- Episode no.: Season 1 Episode 1
- Directed by: James Griffiths
- Written by: Emily Spivey
- Production code: 101
- Original air date: September 14, 2011

Episode chronology
| ← Previous — | Next → "Cool Neighbors" |

= Pilot (Up All Night) =

"Pilot" is the first episode of the first season of the American comedy television series Up All Night and the show's first episode overall. The episode premiered in the United States on NBC on September 14, 2011. The episode was written by series creator Emily Spivey and was directed by James Griffiths.

"Pilot" introduces each of the main characters, as well as establishes the basic premises of the series. In the episode, Reagan (Christina Applegate) decides to return to work after giving birth to her baby with the support of her stay-at-home husband Chris (Will Arnett). Once she returns to work, Regan must deal with the endless needs of her friend and boss, Ava (Maya Rudolph), the host of her talk show, on which Regan works as a producer.

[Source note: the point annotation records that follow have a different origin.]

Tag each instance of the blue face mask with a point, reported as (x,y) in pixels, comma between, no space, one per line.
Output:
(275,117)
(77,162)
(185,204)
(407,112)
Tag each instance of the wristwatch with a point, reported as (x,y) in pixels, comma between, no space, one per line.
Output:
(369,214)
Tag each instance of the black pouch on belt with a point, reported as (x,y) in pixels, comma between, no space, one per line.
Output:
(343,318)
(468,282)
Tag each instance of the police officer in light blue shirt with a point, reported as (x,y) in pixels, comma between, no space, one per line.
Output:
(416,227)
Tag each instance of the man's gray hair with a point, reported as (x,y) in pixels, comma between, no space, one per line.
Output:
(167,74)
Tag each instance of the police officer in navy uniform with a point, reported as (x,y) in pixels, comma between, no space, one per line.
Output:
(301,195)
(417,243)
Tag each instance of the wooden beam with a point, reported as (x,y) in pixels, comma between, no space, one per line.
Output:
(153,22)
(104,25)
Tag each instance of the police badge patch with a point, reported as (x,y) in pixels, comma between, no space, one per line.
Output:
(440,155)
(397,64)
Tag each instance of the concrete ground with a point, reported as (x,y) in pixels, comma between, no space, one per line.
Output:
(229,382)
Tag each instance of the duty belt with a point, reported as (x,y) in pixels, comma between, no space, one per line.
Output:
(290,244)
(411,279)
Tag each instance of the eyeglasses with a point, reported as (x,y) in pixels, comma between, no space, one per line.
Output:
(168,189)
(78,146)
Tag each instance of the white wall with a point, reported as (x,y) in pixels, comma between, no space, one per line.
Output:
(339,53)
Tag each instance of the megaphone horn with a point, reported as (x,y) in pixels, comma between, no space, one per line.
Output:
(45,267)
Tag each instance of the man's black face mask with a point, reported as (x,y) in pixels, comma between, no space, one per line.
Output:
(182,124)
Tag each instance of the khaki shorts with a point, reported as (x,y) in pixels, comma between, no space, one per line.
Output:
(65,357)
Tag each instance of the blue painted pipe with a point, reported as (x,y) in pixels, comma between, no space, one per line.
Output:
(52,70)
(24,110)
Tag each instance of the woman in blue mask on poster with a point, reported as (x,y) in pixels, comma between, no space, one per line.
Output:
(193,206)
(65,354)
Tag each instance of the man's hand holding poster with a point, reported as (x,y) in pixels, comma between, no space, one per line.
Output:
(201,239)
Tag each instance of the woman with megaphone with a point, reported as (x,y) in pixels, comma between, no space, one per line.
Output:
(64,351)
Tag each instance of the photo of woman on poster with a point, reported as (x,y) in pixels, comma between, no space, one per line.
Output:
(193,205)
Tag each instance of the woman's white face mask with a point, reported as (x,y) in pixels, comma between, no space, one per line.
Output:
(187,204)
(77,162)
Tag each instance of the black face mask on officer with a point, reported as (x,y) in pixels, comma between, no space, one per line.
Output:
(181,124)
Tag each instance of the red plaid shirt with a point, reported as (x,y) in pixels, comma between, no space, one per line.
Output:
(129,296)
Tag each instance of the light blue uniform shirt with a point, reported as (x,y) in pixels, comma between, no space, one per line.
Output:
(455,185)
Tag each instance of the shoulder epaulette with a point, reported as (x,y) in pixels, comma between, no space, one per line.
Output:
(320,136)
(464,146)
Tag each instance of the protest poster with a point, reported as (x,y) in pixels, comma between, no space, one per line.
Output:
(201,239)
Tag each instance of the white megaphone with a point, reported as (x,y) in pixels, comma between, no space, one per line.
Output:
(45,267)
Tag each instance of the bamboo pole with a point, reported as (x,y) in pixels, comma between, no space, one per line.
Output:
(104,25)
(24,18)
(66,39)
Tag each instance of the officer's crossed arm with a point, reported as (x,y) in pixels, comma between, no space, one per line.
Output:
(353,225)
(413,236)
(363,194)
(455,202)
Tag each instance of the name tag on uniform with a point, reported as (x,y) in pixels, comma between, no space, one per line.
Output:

"Pilot" debuted Up All Night in a special timeslot between America's Got Talent and Free Agents at 10:00 p.m. According to Nielsen Media Research, the episode received 10.95 million viewers and received a 3.7 rating/10% share in the 18–49 demographic, ranking first in its timeslot. It currently ranks as the highest-rated episode of the series. The episode also received mostly positive reviews from critics.

==Plot==
After giving birth to her baby, Reagan (Christina Applegate) decides to return to work with the support of her stay-at-home husband Chris (Will Arnett). Once she returns to work, Regan must deal with the endless needs of her friend and boss, Ava (Maya Rudolph), the host of her talk show, on which Regan works as a producer on.

==Production==
"Pilot" was written by series creator Emily Spivey and was directed by James Griffiths. The series was based on creator Spivey's life when she went back to working on Saturday Night Live after giving birth to a baby boy. Due to the nature of her job, she was required to take care of the baby and work late nights. She decided she wanted to make a show based on those extremes. On February 1, 2011, Up all Night received a pilot order. Applegate was the first cast member signed on to the series. She is credited as a producer for the series. Rudolph was the second main cast member to sign on to the series. Rudolph had previously worked with the series creator on SNL and Spivey had wanted to work with Rudolph before the series plot was established. Arnett was the third main cast member to sign on to the series. The series was officially picked up for 13 episodes on May 15, 2011. After the success of Maya Rudolph's movie Bridesmaids, Up All Night went through some retooling which now has her character Ava, as a talk-show host, and Reagan now as the show's producer, instead of them being PR executives. This led to Rudolph's character being compared to Rudolph's impression of Oprah on Saturday Night Live.

==Reception==
===Ratings===
The pilot was first shown on September 14, 2011, in the United States on NBC. It was shown between America's Got Talent and the short-lived NBC series, Free Agents. In its original American broadcast, the pilot was viewed by an estimated 10.950 million viewers and received a 3.7 rating/10% share among adults between the ages of 18 and 49, according to Nielsen Media Research. This means that it was seen by 3.7% of all 18- to 49-year-olds, and 10% of all 18- to 49-year-olds watching television at the time of the broadcast. The episode ranked first in its timeslot beating CBS series Big Brother which received a 2.9 rating/8% share in the 18–49 demographic and ABC series Nightline which received a 1.2 rating/3% share in the demo. Despite the good ratings for the premiere, the series had a large drop at the 15-minute mark dropping from a 4.2 rating to a 3.3 rating in the 18–49 demographic.

===Reviews===
"Pilot" received mostly positive reviews. The success of the pilot led to the series holding a rating of 64/100 on Metacritic from 25 reviews. The A.V. Club reviewer Erik Adams called the episode "one of the funniest pilots of the new fall season" commenting that "showrunner Emily Spivey does well not to mine the saccharine elements of parenthood. She makes Up All Night’s intentions apparent from the moment that Arnett and Applegate can’t bring themselves to quit cursing in front of lil’ Amy." Another A.V. Club reviewer Emily VanDerWerff was slightly more negative towards the pilot, writing that "[t]he pilot for Up All Night isn’t very funny, especially given the people working on it, but it’s often well-observed.". Her main criticism was that the series was "essentially, two shows in one" calling the workplace scenes "like a copy of many other shows on the air". The two reviewers eventually gave the series a B. HitFix reviewer Daniel Feinberg gave the series pilot a positive review, but disliked the office settings and the writing for Rudolph's character, commenting that "Will Arnett and Christina Applegate are playing parents, but Maya Rudolph is playing a sitcom character". He ultimately gave the series a B−, rating the Baby Scenes a B+ and the Rudolph scenes a C/C−.